From here, you can analyze your model results.

For example, we count in how many frames a logo was present. You can calculate this using the following code:


with open("results.json", "r") as f:
    results = json.load(f)

frame_offset = results["frame_offset"]
model_results = results[PROJECT_NAME]

frames_with_logo = []

def callback(scene: np.ndarray, index: int) -> np.ndarray:
    if index in frame_offset:
        detections = sv.Detections.from_inference(
            model_results[frame_offset.index(index)]
        )
        predictions = model_results[frame_offset.index(index)]["predictions"]
    else:
        nearest = min(frame_offset, key=lambda x: abs(x - index))
        detections = sv.Detections.from_inference(
            model_results[frame_offset.index(nearest)]
        )
        predictions = model_results[frame_offset.index(nearest)]["predictions"]

    bounding_box_annotator = sv.BoundingBoxAnnotator()
    label_annotator = sv.LabelAnnotator()

    labels = [i["class"] for i in predictions]

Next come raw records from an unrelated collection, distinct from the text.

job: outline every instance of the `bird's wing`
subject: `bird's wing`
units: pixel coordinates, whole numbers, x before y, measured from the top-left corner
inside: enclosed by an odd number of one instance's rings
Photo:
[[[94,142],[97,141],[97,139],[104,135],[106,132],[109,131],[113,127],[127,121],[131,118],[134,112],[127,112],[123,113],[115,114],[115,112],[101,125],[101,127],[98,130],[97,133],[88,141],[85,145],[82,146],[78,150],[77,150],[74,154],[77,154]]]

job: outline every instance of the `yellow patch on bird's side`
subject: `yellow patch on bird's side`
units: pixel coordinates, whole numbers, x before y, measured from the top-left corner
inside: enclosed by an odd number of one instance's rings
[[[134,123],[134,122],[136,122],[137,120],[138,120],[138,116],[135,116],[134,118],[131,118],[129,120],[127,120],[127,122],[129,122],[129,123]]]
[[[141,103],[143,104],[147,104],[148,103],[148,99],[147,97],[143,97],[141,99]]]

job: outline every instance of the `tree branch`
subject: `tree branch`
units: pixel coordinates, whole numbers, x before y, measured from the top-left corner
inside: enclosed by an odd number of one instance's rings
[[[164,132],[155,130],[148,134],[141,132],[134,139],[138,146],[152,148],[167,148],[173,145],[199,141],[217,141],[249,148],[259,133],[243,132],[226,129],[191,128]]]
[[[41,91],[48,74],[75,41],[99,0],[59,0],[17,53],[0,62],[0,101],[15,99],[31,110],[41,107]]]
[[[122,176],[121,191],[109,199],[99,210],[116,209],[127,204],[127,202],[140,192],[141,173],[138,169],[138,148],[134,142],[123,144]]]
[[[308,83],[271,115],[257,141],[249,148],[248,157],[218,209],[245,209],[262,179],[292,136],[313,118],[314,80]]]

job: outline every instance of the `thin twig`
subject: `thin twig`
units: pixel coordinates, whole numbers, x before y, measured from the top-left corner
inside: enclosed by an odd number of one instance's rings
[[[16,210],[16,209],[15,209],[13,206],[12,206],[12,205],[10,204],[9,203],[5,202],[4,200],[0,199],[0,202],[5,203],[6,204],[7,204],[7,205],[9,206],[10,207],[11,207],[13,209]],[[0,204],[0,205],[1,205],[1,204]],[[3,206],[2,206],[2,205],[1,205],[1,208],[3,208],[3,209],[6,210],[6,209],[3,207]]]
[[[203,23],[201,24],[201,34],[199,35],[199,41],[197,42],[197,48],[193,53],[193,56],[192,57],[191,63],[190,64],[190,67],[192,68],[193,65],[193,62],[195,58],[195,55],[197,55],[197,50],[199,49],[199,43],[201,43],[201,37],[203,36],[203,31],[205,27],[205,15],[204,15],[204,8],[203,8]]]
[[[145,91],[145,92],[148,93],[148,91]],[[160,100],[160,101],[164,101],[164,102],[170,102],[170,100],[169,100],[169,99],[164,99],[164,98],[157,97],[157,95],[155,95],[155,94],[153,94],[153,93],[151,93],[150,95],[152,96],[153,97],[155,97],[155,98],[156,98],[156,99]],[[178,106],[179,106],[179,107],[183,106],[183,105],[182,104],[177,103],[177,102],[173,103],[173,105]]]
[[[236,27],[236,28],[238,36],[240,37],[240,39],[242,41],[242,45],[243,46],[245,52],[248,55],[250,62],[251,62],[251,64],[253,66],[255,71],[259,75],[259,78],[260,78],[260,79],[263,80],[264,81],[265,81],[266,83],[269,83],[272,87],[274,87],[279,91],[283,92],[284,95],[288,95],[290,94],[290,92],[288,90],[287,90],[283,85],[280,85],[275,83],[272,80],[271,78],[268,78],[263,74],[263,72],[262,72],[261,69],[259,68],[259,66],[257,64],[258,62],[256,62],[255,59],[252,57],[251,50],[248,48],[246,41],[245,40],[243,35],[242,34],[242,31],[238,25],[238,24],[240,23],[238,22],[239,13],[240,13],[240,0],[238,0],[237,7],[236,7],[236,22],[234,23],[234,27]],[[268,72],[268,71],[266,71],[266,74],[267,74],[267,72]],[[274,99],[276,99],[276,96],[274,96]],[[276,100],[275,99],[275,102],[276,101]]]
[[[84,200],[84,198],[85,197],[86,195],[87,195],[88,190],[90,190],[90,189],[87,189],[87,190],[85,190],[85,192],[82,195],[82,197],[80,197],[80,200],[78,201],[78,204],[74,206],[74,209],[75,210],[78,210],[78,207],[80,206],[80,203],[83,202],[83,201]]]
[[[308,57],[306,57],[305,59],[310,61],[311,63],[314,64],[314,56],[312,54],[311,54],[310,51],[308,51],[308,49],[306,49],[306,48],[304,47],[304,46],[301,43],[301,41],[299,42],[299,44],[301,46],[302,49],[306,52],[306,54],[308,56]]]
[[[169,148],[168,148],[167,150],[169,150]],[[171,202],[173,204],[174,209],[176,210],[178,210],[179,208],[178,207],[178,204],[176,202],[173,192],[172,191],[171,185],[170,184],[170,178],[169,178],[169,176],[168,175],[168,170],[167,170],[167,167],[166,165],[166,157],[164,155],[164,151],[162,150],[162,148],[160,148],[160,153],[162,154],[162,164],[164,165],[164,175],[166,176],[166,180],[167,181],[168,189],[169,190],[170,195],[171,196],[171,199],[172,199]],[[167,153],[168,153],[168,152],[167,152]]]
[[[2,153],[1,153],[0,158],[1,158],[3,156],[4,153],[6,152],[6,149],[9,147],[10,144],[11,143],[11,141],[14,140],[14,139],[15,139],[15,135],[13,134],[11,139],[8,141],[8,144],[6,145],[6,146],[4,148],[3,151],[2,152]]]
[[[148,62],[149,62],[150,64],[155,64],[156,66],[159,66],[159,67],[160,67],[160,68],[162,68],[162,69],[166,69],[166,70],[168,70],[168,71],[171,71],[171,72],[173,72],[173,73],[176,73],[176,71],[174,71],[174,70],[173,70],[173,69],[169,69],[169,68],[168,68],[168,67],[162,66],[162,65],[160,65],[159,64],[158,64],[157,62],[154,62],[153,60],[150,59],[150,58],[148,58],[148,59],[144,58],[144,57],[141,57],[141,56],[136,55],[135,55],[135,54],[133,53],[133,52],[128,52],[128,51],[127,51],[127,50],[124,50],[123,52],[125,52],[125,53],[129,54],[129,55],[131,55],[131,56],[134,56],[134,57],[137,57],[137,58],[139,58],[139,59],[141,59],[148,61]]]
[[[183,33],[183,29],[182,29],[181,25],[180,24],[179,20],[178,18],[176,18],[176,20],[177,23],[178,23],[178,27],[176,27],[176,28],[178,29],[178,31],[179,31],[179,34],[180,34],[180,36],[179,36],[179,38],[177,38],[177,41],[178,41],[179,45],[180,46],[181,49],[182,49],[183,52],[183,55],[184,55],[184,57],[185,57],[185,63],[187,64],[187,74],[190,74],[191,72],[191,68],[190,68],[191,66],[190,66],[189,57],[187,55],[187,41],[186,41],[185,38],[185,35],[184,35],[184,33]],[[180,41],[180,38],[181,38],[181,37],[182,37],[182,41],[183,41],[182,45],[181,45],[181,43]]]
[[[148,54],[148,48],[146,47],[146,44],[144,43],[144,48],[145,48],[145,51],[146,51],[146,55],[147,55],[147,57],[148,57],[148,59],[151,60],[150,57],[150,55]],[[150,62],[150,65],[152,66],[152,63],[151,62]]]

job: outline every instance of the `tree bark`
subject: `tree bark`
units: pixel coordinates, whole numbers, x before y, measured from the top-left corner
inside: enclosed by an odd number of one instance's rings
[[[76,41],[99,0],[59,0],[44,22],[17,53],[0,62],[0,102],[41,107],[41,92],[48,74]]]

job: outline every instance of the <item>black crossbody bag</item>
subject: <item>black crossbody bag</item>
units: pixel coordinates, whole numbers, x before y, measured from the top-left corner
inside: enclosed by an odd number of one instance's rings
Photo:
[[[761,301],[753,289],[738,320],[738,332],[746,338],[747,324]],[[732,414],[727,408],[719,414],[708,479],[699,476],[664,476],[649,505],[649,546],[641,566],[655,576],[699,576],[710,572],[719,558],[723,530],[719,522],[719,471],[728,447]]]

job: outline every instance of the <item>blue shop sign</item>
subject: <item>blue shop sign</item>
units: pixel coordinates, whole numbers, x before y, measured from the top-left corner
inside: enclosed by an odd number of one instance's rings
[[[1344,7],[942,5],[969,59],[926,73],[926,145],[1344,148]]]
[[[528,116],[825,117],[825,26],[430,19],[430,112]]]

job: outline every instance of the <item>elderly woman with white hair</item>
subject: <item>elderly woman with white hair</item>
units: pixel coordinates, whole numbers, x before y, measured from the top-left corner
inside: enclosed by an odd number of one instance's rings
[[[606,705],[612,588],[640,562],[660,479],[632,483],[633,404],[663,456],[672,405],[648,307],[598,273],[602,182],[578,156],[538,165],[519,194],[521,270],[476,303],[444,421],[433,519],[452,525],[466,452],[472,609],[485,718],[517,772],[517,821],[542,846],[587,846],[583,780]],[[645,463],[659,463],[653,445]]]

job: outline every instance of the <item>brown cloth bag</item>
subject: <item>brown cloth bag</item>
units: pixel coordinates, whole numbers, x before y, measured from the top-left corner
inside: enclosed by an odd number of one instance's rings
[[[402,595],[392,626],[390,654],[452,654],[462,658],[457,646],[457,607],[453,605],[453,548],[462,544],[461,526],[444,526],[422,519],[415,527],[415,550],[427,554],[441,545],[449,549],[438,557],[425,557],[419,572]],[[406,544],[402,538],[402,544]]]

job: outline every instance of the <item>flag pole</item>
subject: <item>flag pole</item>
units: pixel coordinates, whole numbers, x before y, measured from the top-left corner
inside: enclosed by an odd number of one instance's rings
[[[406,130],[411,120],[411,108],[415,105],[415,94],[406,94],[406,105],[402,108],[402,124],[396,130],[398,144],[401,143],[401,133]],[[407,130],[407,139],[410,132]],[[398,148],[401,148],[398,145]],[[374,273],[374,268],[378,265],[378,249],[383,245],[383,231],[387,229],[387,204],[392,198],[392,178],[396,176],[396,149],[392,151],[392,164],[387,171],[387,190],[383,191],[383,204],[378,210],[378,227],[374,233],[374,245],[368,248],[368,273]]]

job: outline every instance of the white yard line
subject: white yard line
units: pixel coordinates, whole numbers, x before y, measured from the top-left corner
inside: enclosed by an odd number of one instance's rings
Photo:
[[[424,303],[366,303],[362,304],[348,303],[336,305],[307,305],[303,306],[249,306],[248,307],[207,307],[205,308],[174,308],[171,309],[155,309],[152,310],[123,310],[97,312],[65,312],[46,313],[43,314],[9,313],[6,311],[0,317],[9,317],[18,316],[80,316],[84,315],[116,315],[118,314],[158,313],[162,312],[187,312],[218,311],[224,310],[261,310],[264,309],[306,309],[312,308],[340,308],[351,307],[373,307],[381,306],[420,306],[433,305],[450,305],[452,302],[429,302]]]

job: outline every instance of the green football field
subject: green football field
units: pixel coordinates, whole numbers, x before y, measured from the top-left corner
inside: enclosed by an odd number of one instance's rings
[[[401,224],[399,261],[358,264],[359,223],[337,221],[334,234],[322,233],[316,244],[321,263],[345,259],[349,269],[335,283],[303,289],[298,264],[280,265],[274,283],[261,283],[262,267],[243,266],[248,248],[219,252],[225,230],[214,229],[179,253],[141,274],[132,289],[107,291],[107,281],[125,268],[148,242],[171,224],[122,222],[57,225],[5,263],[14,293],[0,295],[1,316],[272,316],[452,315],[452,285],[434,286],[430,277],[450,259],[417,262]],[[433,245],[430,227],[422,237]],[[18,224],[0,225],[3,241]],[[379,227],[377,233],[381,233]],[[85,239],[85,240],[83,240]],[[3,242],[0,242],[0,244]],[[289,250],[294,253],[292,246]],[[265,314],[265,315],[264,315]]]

    annotated_image = bounding_box_annotator.annotate(
        scene=scene, detections=detections)
    annotated_image = label_annotator.annotate(
        scene=annotated_image, detections=detections, labels=labels)
    
    if len(labels) > 0:
        frames_with_logo.append(index)

    return annotated_image

sv.process_video(
    source_path=VIDEO_FILE,
    target_path="output.mp4",
    callback=callback,
)
video_fps = sv.VideoInfo.from_video_path(VIDEO_FILE).fps

print(round(len(frames_with_logo) / video_fps, 2))

This code uses the FPS of the video to calculate for how many seconds the logo was on screen. The result is printed to the console.

We run inference on our video every five frames and our code always takes the predictions closest to the current frame. This means our code above doesn't measure exactly how many frames and seconds a logo is present. Rather, it gives an estimate based on our predictions and logic to retrieve the closest prediction to a given frame.

In the video above, our script reports that there is a logo present for 6.03 seconds.

You could also track information such as:

  1. How many unique scenes there are in which the logo appears;
  2. The average amount of time for which the logo is visible, and more.

Conclusion

You can use computer vision to identify brand logos in videos. To identify brand logos, you need a vision model that can identify the logo of interest. In this guide, we walked through how to use Roboflow to train a brand logo detection model.

We then used the Roboflow Video Inference API to detect brand logos in frames in a video. We used supervision to plot predictions, and Python to calculate for how long the logo was on screen.

You can use the guidance above as a starting point to build the video brand logo analytics solutions you need for your business.